Примечательно, что в этом она была едина с покойным отцом Иоанном (Крестьянкиным). Непонимание того, как жили христиане при советской власти, нежелание впустить в свое сердце опыт новомучеников, тем самым понять — в чем их подлинное величие, воспринимались ими как главная трагедия современных российских христиан и как серьезная духовная угроза будущему нашей Церкви.
Сегодня, когда и архимандрит Иоанн, и Ольга Александровна отошли от нас в селения праведных, можно привести фрагмент из адресованного ей в середине ноября 1999 г. письма Печерского старца. Оно стало ответом отца Иоанна на просьбу Ольги Александровны молиться о том, чтобы образ владыки Варфоломея был очищен от клеветы:
«Живых свидетелей того периода жизни Церкви остается все меньше, а слышавшим о нем трудно и представить, а тем более понять все тогда происходящее. Живя в оголтелой, разнузданной “свободе”, как представить жизнь в застенке.
Но у Бога все на своем месте <–> и Небо и земля, и ин суд Божий, и ин суд человеческий. Так что нам<,> верующим несомненно Богу<,> не страшны лабиринты любой лжи и казуистики, ибо Истина хранится неповрежденной в руце Божией<,> и в угодное Богу время Он выпускает ее на свободу, чтобы посрамить и самую правдоподобную ложь.

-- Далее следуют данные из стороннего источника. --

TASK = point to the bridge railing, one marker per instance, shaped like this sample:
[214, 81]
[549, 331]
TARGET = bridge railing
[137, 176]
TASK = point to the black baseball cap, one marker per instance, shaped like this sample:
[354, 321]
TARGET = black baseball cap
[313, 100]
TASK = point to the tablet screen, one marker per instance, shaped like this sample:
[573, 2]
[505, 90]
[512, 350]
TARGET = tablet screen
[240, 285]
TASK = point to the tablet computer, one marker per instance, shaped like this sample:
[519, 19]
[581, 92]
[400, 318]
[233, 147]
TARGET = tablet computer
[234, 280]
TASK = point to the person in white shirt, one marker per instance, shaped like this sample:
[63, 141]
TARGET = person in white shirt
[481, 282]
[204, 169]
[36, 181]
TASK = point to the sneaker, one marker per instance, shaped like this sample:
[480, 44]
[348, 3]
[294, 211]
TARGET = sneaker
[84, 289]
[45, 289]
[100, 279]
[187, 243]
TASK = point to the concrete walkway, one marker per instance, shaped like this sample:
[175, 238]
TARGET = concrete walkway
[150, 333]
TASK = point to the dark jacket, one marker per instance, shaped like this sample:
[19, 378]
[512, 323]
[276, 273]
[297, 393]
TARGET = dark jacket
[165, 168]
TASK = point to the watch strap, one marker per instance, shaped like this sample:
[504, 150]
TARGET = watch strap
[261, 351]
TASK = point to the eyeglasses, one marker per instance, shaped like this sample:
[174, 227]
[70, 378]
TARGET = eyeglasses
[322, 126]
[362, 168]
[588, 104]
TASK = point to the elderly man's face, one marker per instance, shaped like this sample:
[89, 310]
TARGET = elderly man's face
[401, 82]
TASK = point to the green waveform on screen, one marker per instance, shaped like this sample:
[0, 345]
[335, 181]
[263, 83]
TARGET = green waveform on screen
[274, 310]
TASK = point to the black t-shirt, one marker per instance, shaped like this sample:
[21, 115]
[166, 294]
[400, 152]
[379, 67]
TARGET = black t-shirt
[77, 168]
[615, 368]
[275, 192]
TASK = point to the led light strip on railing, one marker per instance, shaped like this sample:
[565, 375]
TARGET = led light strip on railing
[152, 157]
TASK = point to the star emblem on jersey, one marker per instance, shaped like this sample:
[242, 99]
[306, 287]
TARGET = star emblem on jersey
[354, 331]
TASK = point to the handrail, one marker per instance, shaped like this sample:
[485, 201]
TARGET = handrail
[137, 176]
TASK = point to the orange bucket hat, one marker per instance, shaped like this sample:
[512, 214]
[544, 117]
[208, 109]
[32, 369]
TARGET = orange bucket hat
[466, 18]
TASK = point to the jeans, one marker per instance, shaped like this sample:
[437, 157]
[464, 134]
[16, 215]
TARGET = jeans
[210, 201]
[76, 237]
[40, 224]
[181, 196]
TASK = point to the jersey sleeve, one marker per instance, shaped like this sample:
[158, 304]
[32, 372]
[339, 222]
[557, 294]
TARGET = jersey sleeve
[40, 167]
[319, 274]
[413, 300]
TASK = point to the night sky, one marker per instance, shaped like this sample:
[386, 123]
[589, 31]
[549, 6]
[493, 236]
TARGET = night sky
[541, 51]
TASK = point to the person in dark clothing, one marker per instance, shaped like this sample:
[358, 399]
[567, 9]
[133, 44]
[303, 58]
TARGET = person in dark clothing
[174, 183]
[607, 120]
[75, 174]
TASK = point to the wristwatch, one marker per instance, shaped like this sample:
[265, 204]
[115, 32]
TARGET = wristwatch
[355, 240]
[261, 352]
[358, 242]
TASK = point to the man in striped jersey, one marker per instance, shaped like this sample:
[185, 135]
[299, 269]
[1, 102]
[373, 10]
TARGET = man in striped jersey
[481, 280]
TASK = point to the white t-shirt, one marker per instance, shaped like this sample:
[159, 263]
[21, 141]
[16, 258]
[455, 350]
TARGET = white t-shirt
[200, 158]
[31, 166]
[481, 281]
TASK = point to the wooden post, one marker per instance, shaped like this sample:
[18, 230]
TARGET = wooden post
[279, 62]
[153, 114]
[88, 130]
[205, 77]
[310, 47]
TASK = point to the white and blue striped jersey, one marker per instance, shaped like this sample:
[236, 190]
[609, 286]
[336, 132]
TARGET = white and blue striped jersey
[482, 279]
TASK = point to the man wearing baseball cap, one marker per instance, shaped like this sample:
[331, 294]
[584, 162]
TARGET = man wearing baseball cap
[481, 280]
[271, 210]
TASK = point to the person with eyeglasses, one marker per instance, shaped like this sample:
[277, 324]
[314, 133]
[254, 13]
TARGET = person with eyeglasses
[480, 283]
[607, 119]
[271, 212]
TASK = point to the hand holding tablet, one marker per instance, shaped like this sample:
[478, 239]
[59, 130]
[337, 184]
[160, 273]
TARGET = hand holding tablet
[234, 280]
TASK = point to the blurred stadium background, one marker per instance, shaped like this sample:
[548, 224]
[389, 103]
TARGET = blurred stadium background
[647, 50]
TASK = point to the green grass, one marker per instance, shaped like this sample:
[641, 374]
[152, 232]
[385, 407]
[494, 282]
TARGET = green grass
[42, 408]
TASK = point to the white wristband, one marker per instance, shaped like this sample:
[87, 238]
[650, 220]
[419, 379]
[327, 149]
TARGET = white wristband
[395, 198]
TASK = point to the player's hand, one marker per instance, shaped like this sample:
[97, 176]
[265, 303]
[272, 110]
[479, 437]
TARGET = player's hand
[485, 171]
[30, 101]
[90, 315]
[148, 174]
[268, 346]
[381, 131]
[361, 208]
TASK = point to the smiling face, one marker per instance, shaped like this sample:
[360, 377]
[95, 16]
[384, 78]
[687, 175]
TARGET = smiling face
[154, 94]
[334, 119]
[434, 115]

Так что молимся и трудимся и ждем Божие определение о сем».
В день своего 16-летия Ольга Кавелина пришла на службу в храм преподобного Сергия на Большой Дмитровке, где тогда находилась Петровская община, и обратилась к владыке Варфоломею: “У меня сегодня день рожденья. Скажите мне что-нибудь”, — предполагая, что он даст ей наставление в приватной беседе. Владыка ответил ей. Он поставил ее перед собой посреди храма и обратил к ней свою проповедь. Центральный образ этой проповеди она запомнила на всю жизнь, и даже за несколько дней до смерти она в который раз говорила о том дне.
“В Америке была выставка, — обращался к ней владыка Варфоломей. — Были выставлены все достижения цивилизации, представлены все штаты этой обширной и богатой земли.
Среди экспонатов была клетка, в которой сидел негр. Живой негр. Он улыбался, гляда на проходящую толпу. Кто-то из толпы спросил его: Чего же ты радуешься? Ты же в клетке. — Да, отвечал негр, но я со Христом, и поэтому я свободен.
Будь и ты со Христом, — заключил Владыка, — и ты будешь воистину свободна”.
Так она и жила.
…Отпевание Ольги Александровны было совершено в храме святителя Митрофания Воронежского, недалеко от которого находился ее дом. После отпевания ее гроб был доставлен в Оптину пустынь, где рядом с могилами других Кавелиных, в частности, ее прабабушки и состоялось погребение рясофорной монахини Серафимы.
А. Беглов
1Ныне прославлен в лике преподобномучеников.
2Опубликовано: Преподобномученик Феодор (Богоявленский). “Завещание” / Подготовка текста, публикация, вступительная заметка А. Л. Беглова // Альфа и Омега. 2001. № 1(27). С. 283–284.